On Sun, 21 Nov 2004 00:09:31 -0500 (EST) Sean Donelan <sean@donelan.com> wrote:
On Sat, 20 Nov 2004, Vicky wrote:
interesting read at: http://qbone.internet2.edu/papers/non-architectural-problems.txt
There is a long history of problems. But Internet2 also shows a success for Diffserv, namely there is demand for a "worse" effort.
Are a dozen differnt classes useful to a network operator?

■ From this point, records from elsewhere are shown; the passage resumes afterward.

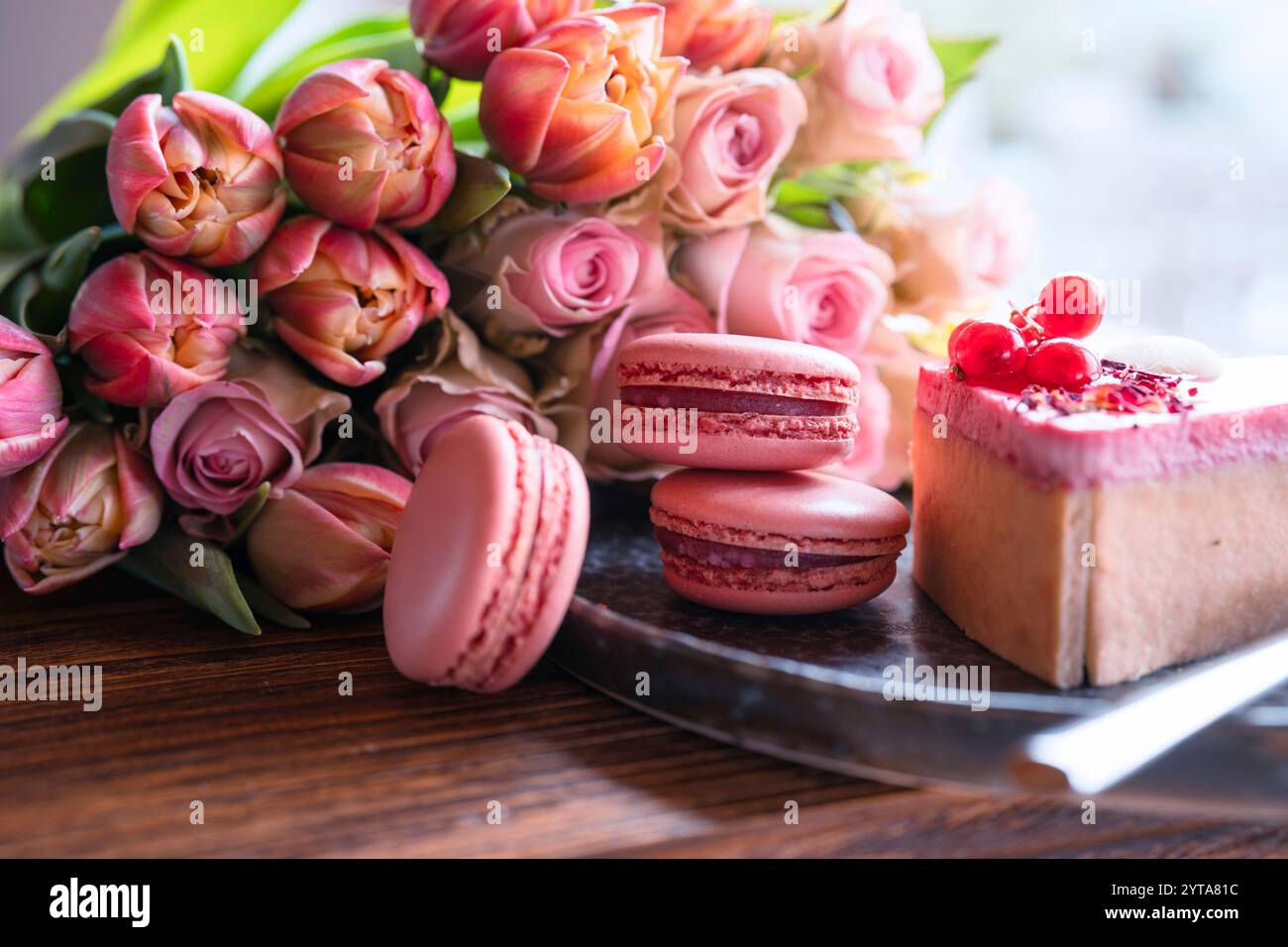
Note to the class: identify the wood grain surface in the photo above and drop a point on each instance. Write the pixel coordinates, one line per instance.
(257, 731)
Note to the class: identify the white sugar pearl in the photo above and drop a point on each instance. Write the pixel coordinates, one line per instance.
(1168, 355)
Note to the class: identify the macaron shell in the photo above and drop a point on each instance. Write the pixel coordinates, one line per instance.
(777, 600)
(748, 352)
(738, 451)
(463, 539)
(553, 570)
(799, 504)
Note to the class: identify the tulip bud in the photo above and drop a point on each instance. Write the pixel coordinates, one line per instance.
(716, 34)
(366, 144)
(77, 509)
(583, 108)
(323, 545)
(201, 178)
(342, 299)
(31, 398)
(463, 37)
(150, 328)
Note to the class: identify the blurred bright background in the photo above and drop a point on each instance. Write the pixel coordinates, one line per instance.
(1150, 138)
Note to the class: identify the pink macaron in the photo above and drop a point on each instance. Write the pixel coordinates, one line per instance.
(485, 558)
(776, 543)
(758, 403)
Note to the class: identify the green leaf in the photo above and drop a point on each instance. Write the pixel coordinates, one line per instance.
(480, 185)
(165, 80)
(219, 38)
(268, 607)
(375, 38)
(960, 60)
(165, 562)
(62, 176)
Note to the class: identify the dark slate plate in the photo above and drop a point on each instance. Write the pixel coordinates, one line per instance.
(811, 688)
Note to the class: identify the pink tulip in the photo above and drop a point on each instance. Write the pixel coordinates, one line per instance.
(31, 398)
(732, 132)
(428, 399)
(366, 144)
(871, 80)
(784, 281)
(150, 328)
(342, 299)
(583, 108)
(201, 178)
(463, 37)
(323, 544)
(666, 309)
(716, 34)
(554, 272)
(214, 446)
(77, 509)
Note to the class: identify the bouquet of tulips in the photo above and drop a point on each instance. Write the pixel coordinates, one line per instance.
(244, 295)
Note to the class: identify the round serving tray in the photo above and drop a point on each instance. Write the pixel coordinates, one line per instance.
(814, 688)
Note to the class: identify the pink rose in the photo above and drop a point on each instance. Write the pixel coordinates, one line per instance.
(214, 446)
(666, 309)
(875, 82)
(77, 509)
(949, 258)
(784, 281)
(584, 108)
(555, 272)
(323, 544)
(150, 328)
(732, 132)
(342, 299)
(867, 462)
(201, 178)
(463, 37)
(366, 144)
(31, 398)
(430, 397)
(716, 34)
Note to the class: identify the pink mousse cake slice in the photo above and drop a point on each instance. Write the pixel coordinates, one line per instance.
(1099, 538)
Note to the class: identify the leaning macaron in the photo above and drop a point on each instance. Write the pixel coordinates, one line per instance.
(758, 403)
(776, 543)
(485, 558)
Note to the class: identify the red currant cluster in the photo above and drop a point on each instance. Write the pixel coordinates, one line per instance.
(1037, 346)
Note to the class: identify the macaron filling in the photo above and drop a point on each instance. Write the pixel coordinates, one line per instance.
(728, 556)
(719, 401)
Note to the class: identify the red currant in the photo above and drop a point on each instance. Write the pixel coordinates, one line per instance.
(1070, 305)
(1029, 328)
(987, 351)
(1063, 364)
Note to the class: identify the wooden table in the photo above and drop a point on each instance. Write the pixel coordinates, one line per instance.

Dear Sean; You raise an interesting point. There are some emerging wide bandwidth applications (eVLBI is one, particle physics experiments are another) where bandwidth demands are high but the value of each individual bit is low. (In VLBI it is typical for each bit sent to only contain about 10^-3 to 10^-4 bits of actual information.) As a result, these applications are (or can be made to be) very tolerant of packet losses. eVLBI, for example, would take 1 Gbps with 25% loss over 100 Mbps with no loss any day. An "Internet standby" worse than best effort QOS would be easy to implement, according to router vendors, and there seems no reason why ISP's would not want to propagate such a COS flag. This is not really a new idea. When I was programming on a mainframe as a student (back when dinosaurs walked the Earth) I routinely used a service class that only gave me CPU when there were no other uses for the system. This would extend the same idea to the Internet, and it fits with with the QBone experience that it's hard to impossible to raise priorities interdomain, but easy to lower them. Would commercial operators support a reduced cost standby system with a "do not queue" or "drop these bits first" policy flag attached ? I would be curious to receive re-world experiences or suggestions off list, and would be glad to summarize later on list. Regards Marshall Eubanks P.S. Note that such a system would easily interoperate with non-participating networks, who could either drop such traffic entirely (it is worse than best effort, after all), or forward it with normal priority, as they see fit.